Since the explosion of plastic consumption and production starting in the 1950s, billions of tons of plastics have been produced, and microplastics form during the manufacturing, product use, and breakdown of plastics¹. Due to microplastics being released during the entire product life cycle, people are exposed to microplastics in our air, food, and water. Awareness of microplastics in water and consideration for the effects are relatively recent issues of importance for those concerned with the environment and sustainability. While little is known about the effects of this waste, many responsible manufacturing companies are choosing to take steps to mitigate and reduce their output of microplastics to minimize the environmental footprint of plastics.

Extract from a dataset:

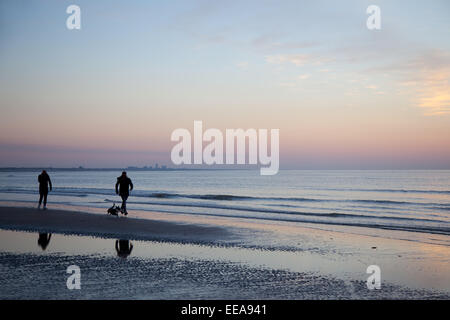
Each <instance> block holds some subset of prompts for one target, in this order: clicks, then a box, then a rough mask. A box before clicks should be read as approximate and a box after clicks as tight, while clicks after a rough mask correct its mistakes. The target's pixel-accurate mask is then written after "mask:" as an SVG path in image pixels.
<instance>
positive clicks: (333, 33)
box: [0, 0, 450, 169]
mask: <svg viewBox="0 0 450 320" xmlns="http://www.w3.org/2000/svg"><path fill="white" fill-rule="evenodd" d="M71 4H76V5H78V6H80V8H81V30H68V29H67V28H66V19H67V17H68V16H69V14H67V13H66V8H67V7H68V6H69V5H71ZM371 4H375V5H378V6H379V7H380V8H381V30H368V29H367V27H366V20H367V17H368V15H367V14H366V8H367V7H368V6H369V5H371ZM0 108H1V117H0V154H1V157H0V166H54V167H72V166H79V165H83V166H85V167H121V166H143V165H152V164H154V163H155V162H158V163H160V164H167V165H169V166H173V165H172V164H171V161H170V150H171V148H172V146H173V145H174V143H173V142H171V141H170V135H171V133H172V131H173V130H175V129H177V128H187V129H189V130H190V131H192V130H193V121H194V120H202V121H203V125H204V127H205V128H218V129H221V130H223V131H225V129H226V128H243V129H248V128H255V129H258V128H266V129H272V128H279V129H280V165H281V168H282V169H283V168H298V169H360V168H373V169H384V168H389V169H390V168H393V169H410V168H417V169H426V168H429V169H435V168H441V169H450V1H448V0H442V1H437V0H432V1H411V0H410V1H392V0H390V1H381V0H371V1H362V0H354V1H332V0H329V1H300V0H295V1H283V0H282V1H264V0H255V1H243V0H239V1H232V0H227V1H209V0H208V1H206V0H205V1H191V0H180V1H79V0H77V1H75V0H73V1H17V0H2V1H0Z"/></svg>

In industry, the current methods to measure microplastics lack standardization, are highly prone to contamination, and do not measure small enough particles. Nike recently released a case study, “Measuring and Controlling Microparticles in Textile Wastewater” leveraging Particle Measuring Systems’ (PMS) Liquilaz® II particle counter to count microplastics. Authored by John H. Rydzewski, Richard Woodling, and Yue Yang, the paper discusses the goal to minimize microplastics in aquatic systems while validating the results through the LiQuilaz II particle counter. The authors of this paper propose a new approach of measurement and filtration that has the opportunity to reduce the microplastics that end up in our water.  This alternative method would allow manufacturers to measure particles in treated textile water continuously for particles that are as small as 2.0 microns².

Nike chose to include the Liquilaz II particle counter in their solution because of its proven accuracy in high-tech industries and ability to reliably count to 2.0 micron particles. Helping Nike reduce microplastic pollution aligns well with the values of Particle Measuring Systems. PMS has a Roadmap to Net Zero and is concerned with environmental issues such as clean water. Because of this alignment in values, the PMS team provided support to the Nike team in their case study to help verify and quantify their manufacturing improvements using the Liquilaz II particle counter. The PMS team also provided assistance in outfitting the Liquilaz II particle counter with an integrated SLS-2000 Syringe Sampling System in order to draw in samples from a beaker using a vacuum. The Liquilaz II particle counter is typically a continuous (24/7), online, flow-through particle counter, but the addition of the sampler enabled the authors to use the particle counter in a laboratory setting, taking individual measurements of specified samples. This system of instruments allowed the Nike team to perform this experiment and minimize potential contamination.

Using these liquid particle counters, Nike collected significant data on microparticles in textile wastewater and made significant conclusions about filtration and particle counting as the future of managing the release of microplastics from textile manufacturing. Rydzewski et. al. were able to demonstrate that the particle counts, total suspended solids (TSS), and total solids (TS) had no correlation, illustrating the need to shift away from mass-based standards of measuring microparticles. This shift would also have the benefit of better aligning with the global discussion of the impact of microparticles: typically talked about in relation to discrete particles rather than a mass of particles. The Nike team also concluded that a membrane bioreactor (MBR) or clarifier in combination with downstream ultrafiltration (UF) would remove almost all the microparticles from textile mill wastewater, preventing their release into the environment. In addition, the LiQuilaz® II particle counter in an inline configuration, post-filtration system would help maintain the membrane and filtration integrity of the system to ensure its continued efficacy.

 

 

 

1  US Department of Commerce, N. O. and A. A. (2016, April 13). What are Microplastics?. NOAA’s National Ocean Service. https://oceanservice.noaa.gov/facts/microplastics.html#:~:text=Most%20plastics%20in%20the%20ocean,through%20waterways%20into%20the%20ocean.

2  Rydzewski, John & Woodling, Richard & Yang, Y. (2022). Measuring and Controlling Microparticles in Textile Wastewater. 10.13140/RG.2.2.22784.10246.